Further, shared metrics across sites will facilitate a robust evaluation (Surbhi et al., 2020). Within a PBRN, we can work together to identify and agree upon shared metrics to evaluate success of our programs. We can work with research network partners to build consensus on what “success” looks like and identify feasible, appropriate, scalable outcome indicators such as life course outcomes, academic outcomes, stress reactivity, resiliency, and linkages with social resources in addition to important implementation outcomes such as reach, adoption, and fidelity.

A research network allows us to optimize our data collection pathways (Van Weel, 2005), integrate streams of data from many clinical sites, and share historical datasets. With that, larger datasets allow us to answer more questions, more quickly, with more precision, and boost reliability when advocating for strategic policy changes. As an example, the GROWBABY Network is currently collaborating on multi-site data extraction of several indicators of child-wellbeing from existing electronic charts (e.g., preventive visit attendance, breastfeeding rates, and immunization timeliness). See Fig. 2 which cross-walks specific and applied examples from the GROWBABY Research Network onto the aforementioned framework domains.

Fig. 2
figure 2

This Figure 2 overlays specific and applied examples from the GROWBABY Research Network onto the framework (see Fig. 1) to more clearly articulate how Practice-Based Research Networks grounded in community engagement and anti-racist practices might advance health equity

Lastly, PBRNs will likely accelerate the generation of research results. The COVID-19 pandemic has dramatically increased poverty nationally and disproportionately among Black and Latino children, requiring us to think differently and act now. In the traditional academic paradigm, it takes 17 years to translate clinical research into routine practice (Westfall et al., 2007). Given that pediatric research makes up a mere fraction (12%) of total NIH research (Stoll & Taegtmeyer, 2018), we cannot afford to wait for interventions targeting underserved children to be designed, piloted, tested, re-tested, implemented and disseminated to help us cope with adversities facing American families today. To accelerate progress, we can utilize the PBRN infrastructure to work in partnership with providers and communities serving children and families on the frontlines and scale interventions.

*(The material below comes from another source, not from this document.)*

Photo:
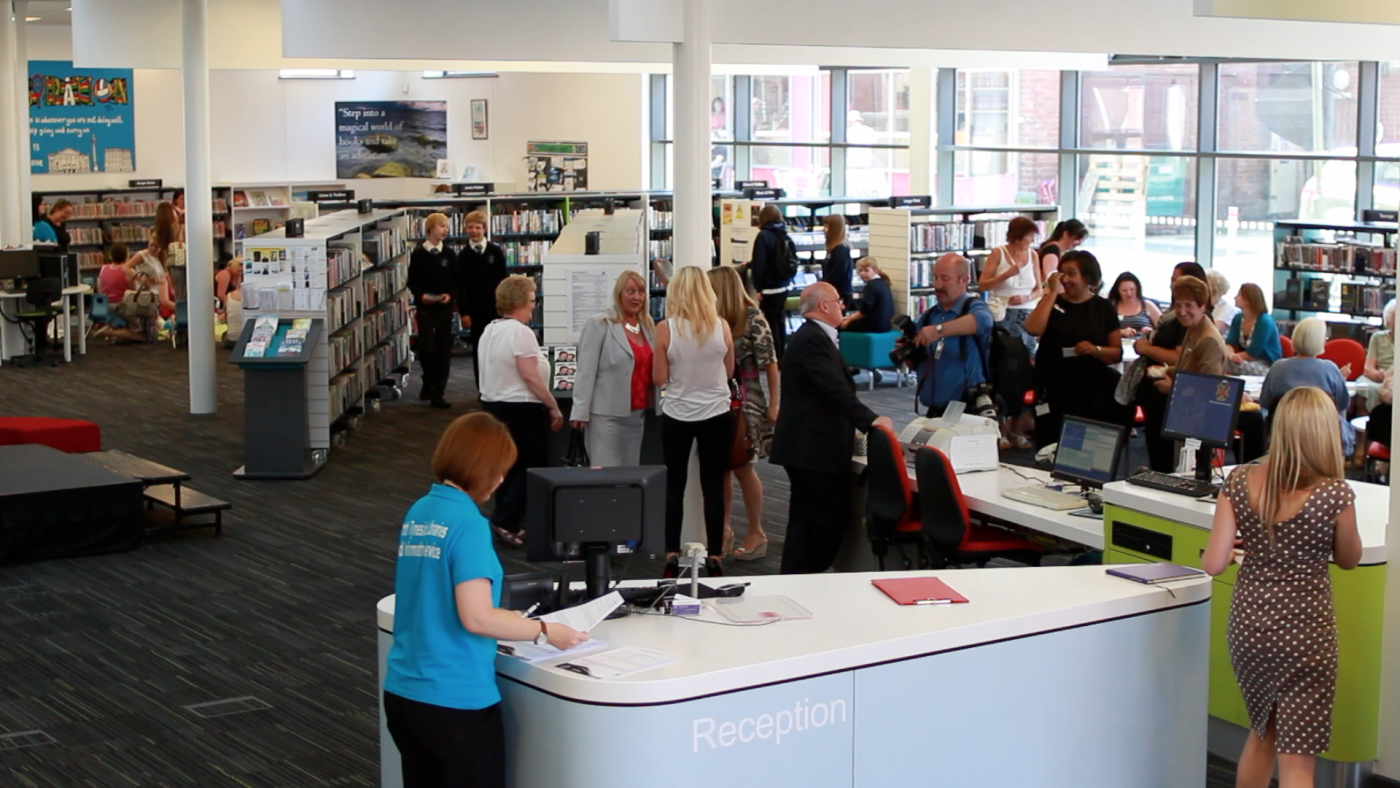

PBRNs can fuel the development of multi-site, large population trials to increase the pace of data collection, interpretation, and innovation testing and optimization.

Conclusion

If we want equitable health care systems that can meet the urgent needs of American families, ambitious change will be required. Prioritizing research networks, infrastructure, design and approaches that are participatory and center equity and improve measurement of community strengths and structural racism may unearth new solutions and evidence. True research partnerships with clinical stakeholders from under-resourced contexts and community members most impacted by inequities are not only ethical, but also enable the development of interventions and implementation strategies that are equitable and effective. Primary care-focused, PBRNs like the GROWBABY Research Network built on an explicit framework of community engagement can advance equitable health care systems and support child wellbeing.